As of now, Elisha Shaw said he will be helping Smart with recruiting — a position Lamar said he thinks Shaw will be more than qualified for.
It is almost certain that Shaw would not have been around to receive this Senior Salute. He would have likely been on to the NFL last Spring: You can’t coach 6’4” 295 with exceptional fast twitch muscles and the ability to command double teams. But, as the NCAA is quick to remind us, most student-athletes go pro in something other than sports. Shaw, who was scheduled to graduate this Spring, is now one such young man.
Today I picked up a young man (I’m an Uber driver now to keep busy) whose name was Elisha Shaw. What a class act this kid was to talk to along with with his maturity. If I was an employer, this kid would on the top of my list to hire. In high school, he was the number 1 recruit coming out of Georgia, and the number 2 DT in the nation. Before his senior year in HS, he suffered a career ending neck injury, but Nick Saban honored his scholarship anyway. Elisha couldn’t have been any more thankful to Coach Saban for that, plus Saban’s guidance and encouragement upon arriving.
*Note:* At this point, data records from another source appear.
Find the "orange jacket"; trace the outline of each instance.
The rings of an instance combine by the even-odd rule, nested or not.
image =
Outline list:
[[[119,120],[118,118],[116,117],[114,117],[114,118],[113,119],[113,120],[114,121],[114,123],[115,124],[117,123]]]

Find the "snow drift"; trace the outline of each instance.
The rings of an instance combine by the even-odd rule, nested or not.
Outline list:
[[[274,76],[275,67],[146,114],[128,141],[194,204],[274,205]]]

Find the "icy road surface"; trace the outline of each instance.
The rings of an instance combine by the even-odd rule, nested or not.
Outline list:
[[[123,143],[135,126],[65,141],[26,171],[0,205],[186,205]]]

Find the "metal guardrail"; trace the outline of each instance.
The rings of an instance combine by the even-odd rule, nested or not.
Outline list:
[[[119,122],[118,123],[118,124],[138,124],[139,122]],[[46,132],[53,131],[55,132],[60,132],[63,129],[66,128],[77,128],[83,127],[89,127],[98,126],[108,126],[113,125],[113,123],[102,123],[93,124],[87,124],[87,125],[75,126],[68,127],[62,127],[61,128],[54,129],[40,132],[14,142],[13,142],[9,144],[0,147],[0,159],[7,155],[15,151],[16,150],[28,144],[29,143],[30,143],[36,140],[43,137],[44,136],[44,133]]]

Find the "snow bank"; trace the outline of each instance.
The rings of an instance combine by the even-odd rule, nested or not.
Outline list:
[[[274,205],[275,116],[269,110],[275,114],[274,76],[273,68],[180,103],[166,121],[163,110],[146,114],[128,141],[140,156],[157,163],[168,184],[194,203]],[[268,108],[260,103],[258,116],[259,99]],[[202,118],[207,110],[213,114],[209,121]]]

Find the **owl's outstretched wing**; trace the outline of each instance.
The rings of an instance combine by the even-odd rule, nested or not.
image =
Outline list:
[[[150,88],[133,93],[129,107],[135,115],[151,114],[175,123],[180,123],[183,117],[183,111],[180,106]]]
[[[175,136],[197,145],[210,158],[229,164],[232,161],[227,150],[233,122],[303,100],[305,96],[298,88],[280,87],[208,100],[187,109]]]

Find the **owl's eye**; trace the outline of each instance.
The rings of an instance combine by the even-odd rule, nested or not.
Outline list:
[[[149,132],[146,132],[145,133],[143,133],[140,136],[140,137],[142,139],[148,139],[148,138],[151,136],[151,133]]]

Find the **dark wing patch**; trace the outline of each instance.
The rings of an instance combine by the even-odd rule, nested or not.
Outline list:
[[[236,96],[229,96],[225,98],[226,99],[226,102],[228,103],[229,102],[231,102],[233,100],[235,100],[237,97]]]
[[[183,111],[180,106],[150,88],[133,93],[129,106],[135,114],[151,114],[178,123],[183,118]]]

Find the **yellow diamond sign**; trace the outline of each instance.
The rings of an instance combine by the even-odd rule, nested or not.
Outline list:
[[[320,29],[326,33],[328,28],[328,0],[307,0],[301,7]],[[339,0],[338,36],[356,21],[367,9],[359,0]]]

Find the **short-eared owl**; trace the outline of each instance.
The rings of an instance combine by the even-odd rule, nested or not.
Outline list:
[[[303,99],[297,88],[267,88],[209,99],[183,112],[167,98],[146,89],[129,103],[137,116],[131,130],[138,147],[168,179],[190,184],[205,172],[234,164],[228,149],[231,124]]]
These are the stories we don’t hear enough of: the myriad ways in which collegiate athletics and the mentoring of coaching staffs changes lives. College sports are not just a cynical cash grab; not every person on scholarship is roster fodder in a developmental league. There dozens of these stories every year, at at every school, where the institution gives young adults the skills to be a positive force in their community, to have a chance at a better life.
Our very best to Elisha and to all of the Elisha Shaws out there. Have a great life. And if you are in the position to pay-it-forward one day, don’t forget the lessons learned at Alabama when you were at your ebb. Everyone needs a helping hand sometimes.